Comme précisé quelques lignes plus haut, ces deux entretiens filmés sont postés à un mois d’intervalle sur une plateforme numérique de manière à ce que les autres étudiants puissent commenter les entretiens. Tous les étudiants ne sont pas invités à poster leurs vidéos le même jour. Un échelonnement est privilégié, ils ont dix jours pour le faire. Chaque vidéo postée sera commentée trois fois dans un premier temps, puis pourra faire l’objet de commentaires supplémentaires lors d’une deuxième vague qui ouvre trois nouvelles plages de commentaires. Les étudiants sont invités à s’inscrire pour commenter les vidéos. Précisons qu’ils sont obligés de commenter six vidéos au minimum postées par six auteurs différents sur les deux activités.
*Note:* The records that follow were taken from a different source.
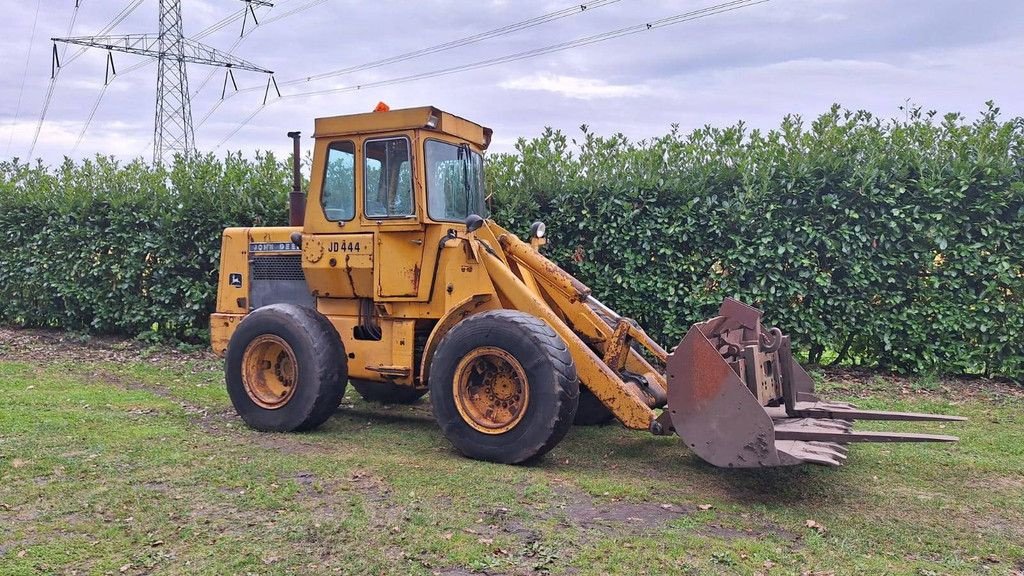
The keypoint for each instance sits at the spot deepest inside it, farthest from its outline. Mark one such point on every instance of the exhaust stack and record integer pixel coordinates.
(296, 199)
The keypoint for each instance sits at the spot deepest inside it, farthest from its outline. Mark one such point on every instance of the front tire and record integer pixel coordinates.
(286, 368)
(503, 386)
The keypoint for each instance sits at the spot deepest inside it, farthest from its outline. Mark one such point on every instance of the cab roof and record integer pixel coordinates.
(427, 118)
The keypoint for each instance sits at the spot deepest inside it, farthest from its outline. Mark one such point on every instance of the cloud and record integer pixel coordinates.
(574, 87)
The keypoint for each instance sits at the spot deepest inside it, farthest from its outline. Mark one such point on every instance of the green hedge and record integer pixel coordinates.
(897, 244)
(105, 247)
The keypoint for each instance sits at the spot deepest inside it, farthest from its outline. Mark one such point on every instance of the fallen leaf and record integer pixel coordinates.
(815, 526)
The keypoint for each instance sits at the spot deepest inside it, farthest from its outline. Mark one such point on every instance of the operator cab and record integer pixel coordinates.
(395, 170)
(386, 189)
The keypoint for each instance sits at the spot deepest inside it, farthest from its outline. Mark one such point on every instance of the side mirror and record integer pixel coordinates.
(473, 222)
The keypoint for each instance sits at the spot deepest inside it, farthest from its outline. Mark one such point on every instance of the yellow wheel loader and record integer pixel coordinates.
(391, 277)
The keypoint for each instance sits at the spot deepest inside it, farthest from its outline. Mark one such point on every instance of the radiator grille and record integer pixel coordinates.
(278, 266)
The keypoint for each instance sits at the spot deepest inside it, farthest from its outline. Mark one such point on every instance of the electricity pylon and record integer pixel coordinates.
(173, 130)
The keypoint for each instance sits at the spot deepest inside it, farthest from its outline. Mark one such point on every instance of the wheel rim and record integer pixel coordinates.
(269, 371)
(491, 389)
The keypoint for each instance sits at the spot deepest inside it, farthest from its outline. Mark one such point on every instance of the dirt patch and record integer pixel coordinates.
(585, 512)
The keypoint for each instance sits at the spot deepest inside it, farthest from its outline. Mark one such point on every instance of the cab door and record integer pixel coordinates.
(389, 206)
La consigne qui leur est donnée se décline ainsi :

« Vous êtes invités à commenter les entretiens menés par les autres étudiants du programme (chaque vidéo sera commentée trois fois au minimum). Chaque vidéo doit faire l’objet de quatre commentaires. Ces derniers peuvent contenir des évaluations mais alors vous êtes invités à préciser quelle est la fonction de l’évaluation que vous réalisez (pour quoi faire ? qui en profite ? et comment il en profite ?). Vous êtes surtout invités à analyser les séances d’accompagnement réalisées grâce à l’analyse de l’activité en identifiant :

  • les normes présentes dans l’entretien, qu’elles soient portées par les comportements de l’accompagnateur, de l’accompagné ou que vous inférez du contexte,
  • les éléments culturels qui définissent les rapports entre les protagonistes de la situation ».
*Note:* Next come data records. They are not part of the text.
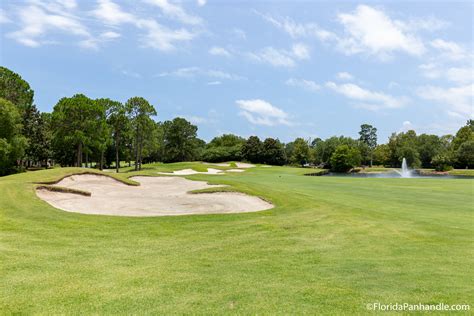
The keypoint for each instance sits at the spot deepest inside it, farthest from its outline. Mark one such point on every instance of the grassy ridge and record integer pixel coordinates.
(331, 245)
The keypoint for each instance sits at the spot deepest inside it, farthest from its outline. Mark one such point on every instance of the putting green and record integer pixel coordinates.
(330, 246)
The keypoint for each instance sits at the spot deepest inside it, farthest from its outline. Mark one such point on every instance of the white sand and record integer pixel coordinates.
(186, 172)
(156, 196)
(244, 165)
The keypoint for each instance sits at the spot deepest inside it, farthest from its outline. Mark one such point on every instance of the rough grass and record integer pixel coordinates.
(330, 246)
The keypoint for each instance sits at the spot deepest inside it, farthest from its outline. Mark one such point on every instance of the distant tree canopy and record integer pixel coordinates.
(12, 143)
(180, 140)
(224, 148)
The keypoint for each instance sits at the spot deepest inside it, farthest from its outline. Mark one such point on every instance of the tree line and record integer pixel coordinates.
(82, 131)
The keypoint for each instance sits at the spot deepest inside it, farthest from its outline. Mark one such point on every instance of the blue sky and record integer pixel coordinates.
(284, 69)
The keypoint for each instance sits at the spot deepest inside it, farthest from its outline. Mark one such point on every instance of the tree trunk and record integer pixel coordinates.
(137, 144)
(117, 160)
(79, 155)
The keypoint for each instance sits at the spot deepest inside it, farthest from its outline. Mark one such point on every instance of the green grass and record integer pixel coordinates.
(330, 246)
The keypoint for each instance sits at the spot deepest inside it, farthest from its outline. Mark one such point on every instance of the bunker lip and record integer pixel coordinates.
(155, 196)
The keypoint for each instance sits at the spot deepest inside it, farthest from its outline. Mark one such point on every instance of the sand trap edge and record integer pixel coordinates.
(132, 183)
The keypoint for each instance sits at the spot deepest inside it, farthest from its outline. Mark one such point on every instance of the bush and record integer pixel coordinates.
(345, 158)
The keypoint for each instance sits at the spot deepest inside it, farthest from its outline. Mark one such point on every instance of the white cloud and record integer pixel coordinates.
(460, 75)
(297, 30)
(344, 76)
(371, 31)
(457, 100)
(193, 72)
(261, 112)
(111, 13)
(454, 74)
(3, 17)
(161, 37)
(239, 33)
(219, 51)
(274, 57)
(450, 50)
(36, 21)
(214, 83)
(175, 11)
(109, 35)
(372, 100)
(301, 51)
(303, 83)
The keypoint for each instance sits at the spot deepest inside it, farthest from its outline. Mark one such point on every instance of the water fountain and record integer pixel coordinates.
(405, 173)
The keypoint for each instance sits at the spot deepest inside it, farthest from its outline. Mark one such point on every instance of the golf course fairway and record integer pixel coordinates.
(331, 245)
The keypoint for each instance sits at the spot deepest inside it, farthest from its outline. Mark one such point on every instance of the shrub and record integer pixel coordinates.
(441, 162)
(345, 158)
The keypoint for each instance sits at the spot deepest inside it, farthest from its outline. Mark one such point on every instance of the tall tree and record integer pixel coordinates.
(180, 141)
(16, 90)
(252, 150)
(12, 143)
(119, 123)
(300, 153)
(36, 129)
(139, 111)
(273, 152)
(74, 123)
(368, 136)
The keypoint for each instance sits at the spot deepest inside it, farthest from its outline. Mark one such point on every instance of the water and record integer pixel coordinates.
(405, 172)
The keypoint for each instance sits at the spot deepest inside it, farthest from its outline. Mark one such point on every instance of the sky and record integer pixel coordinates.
(281, 69)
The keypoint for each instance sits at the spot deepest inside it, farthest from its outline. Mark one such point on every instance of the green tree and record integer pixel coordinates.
(382, 155)
(428, 146)
(442, 162)
(224, 148)
(180, 141)
(300, 153)
(74, 124)
(368, 136)
(119, 125)
(465, 154)
(345, 158)
(12, 143)
(273, 152)
(252, 150)
(139, 111)
(16, 90)
(36, 129)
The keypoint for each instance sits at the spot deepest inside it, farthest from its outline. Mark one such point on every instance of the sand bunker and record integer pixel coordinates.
(238, 164)
(156, 196)
(186, 172)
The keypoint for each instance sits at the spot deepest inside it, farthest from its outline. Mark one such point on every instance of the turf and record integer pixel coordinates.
(330, 246)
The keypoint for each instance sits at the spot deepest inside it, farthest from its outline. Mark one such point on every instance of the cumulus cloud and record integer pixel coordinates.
(371, 100)
(372, 31)
(344, 76)
(193, 72)
(219, 51)
(303, 83)
(37, 19)
(261, 112)
(297, 30)
(458, 101)
(281, 57)
(175, 11)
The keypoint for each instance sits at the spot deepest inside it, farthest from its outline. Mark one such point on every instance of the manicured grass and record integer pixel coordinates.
(330, 246)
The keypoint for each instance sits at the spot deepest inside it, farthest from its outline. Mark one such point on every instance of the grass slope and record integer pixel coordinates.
(331, 246)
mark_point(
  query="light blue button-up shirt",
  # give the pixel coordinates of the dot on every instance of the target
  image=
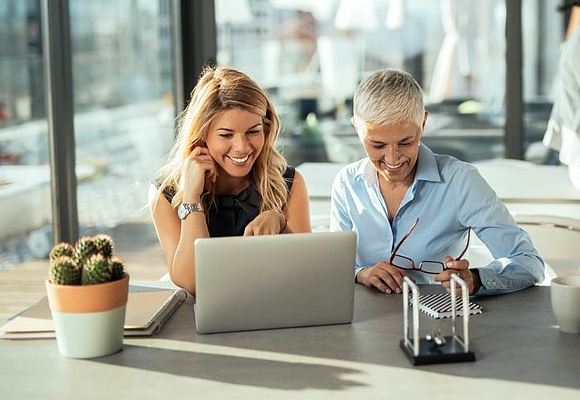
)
(447, 196)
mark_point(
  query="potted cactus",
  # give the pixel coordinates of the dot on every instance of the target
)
(87, 292)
Enfin, une structure en six rubriques est proposée pour les commentaires. Au lieu de laisser les étudiants commenter sur un seul registre, la ressource numérique permet de préconfigurer la nature des commentaires et de les amener à utiliser les apports conceptuels du cours pour mener une analyse. Voici les six rubriques : 1) appréciation personnelle, 2) analyse des objets de l’accompagnement, 3) analyse des démarches d’investigation, 4) analyse de l’usage de la dissonance dans l’accompagnement, 5) analyse des objets et des démarches de création dans l’accompagnement, 6) analyse du caractère (a)symétrique de la relation d’accompagnement.
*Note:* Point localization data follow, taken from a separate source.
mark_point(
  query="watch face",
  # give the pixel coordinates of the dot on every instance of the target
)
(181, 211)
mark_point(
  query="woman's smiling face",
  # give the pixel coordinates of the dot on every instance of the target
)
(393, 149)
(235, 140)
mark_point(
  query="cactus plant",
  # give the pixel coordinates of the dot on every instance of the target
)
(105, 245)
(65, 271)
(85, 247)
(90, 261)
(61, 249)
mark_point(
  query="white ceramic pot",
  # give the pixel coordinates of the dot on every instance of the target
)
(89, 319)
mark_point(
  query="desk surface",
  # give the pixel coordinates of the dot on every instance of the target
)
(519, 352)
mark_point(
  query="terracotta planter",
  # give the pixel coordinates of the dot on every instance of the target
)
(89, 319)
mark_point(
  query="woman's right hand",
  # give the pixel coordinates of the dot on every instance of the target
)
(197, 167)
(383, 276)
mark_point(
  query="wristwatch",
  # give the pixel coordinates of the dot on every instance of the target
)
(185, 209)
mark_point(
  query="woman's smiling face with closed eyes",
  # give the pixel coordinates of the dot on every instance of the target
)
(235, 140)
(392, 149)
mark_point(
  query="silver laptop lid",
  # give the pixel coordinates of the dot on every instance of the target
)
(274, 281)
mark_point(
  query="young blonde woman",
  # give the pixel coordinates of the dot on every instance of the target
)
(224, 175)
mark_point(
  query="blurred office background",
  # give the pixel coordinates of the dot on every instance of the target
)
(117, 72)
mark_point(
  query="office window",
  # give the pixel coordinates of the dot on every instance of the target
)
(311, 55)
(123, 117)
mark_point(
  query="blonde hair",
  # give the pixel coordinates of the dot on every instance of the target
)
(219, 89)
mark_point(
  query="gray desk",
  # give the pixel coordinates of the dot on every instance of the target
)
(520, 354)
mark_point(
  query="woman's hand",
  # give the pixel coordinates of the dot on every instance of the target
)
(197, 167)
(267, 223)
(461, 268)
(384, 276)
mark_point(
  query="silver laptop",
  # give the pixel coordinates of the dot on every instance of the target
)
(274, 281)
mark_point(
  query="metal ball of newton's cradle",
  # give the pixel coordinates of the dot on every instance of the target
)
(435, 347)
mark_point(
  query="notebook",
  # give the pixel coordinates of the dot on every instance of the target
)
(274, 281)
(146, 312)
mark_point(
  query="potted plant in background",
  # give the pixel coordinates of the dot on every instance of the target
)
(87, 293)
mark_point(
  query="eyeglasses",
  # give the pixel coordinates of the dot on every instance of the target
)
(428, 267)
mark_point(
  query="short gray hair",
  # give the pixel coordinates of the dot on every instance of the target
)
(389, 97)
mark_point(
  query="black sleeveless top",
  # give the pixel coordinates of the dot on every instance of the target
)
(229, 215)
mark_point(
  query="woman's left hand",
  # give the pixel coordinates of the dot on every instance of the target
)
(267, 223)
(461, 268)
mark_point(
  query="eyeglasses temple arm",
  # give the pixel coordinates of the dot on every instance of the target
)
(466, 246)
Une séance collégiale introductive permet de présenter les consignes du travail à réaliser. Une séance à mi-parcours, permet d’analyser les productions de commentaires à partir d’un reporting de la plateforme. Une séance finale, permet de poursuivre l’analyse des commentaires. Cette UE centrée sur les gestes mentaux et interactionnels de l’accompagnement déploie un appareillage assez complexe pour amener les participants à réinvestir les acquis des UE « Analyse des pratiques en groupe de pairs », « Analyse de l’activité » et « Pratiques réflexives » afin de mener des accompagnements sur leur terrain professionnel et aussi d’utiliser l’analyse vidéo comme modalité d’analyse des pratiques professionnelles.

5.5. L’UE « Dimensions relationnelles dans l’accompagnement »

Pourquoi est-ce important de former les professionnels, de les inciter à travailler autour des émotions ? Loin de constituer des empêchements d’agir, les émotions nous mettent en mouvement (Dewey, 2010), et à ce titre elles méritent d’être mises en visibilité. Les professionnels, d’une manière ou d’une autre, ont développé des compétences dites émotionnelles, plus ou moins consciemment, leur permettant de faire face à un environnement changeant, pour s’y adapter de manière efficace avec un sentiment ressenti de sécurité affective suffisant dans leurs interactions avec autrui.

Travailler les émotions c’est développer le processus de distanciation, de soi avec soi et de soi avec autrui. L’importance de ce travail mené collectivement peut bien entendu revêtir différentes formes en fonction de l’interaction singulière entre un intervenant et un groupe de travailleurs réunis dans un même espace-temps de formation. Néanmoins, des thématiques récurrentes sont repérées, constituées à la fois par les expressions des professionnels et les propositions d’analyse de l’intervenant : l’identification de différents types d’émotions (humeurs, affects, sentiments…) ; les diverses manières d’exprimer les émotions (celles qui sont connotées par leurs auteurs comme bonnes ou mauvaises, fortes et faibles…) ; la dimension « animale » des émotions, leur aspect inné, physiologique (l’impossibilité de contrôler une rougeur naissante, une respiration plus rapide ou coupée) ; les aspects culturels, anthropologiques (expressions d’émotions non connues, des mots d’émotions intraduisibles comme « l’amae »[1] japonais) ; les émotions déployées au sein de situations de communication et de relation (obstacles ou leviers).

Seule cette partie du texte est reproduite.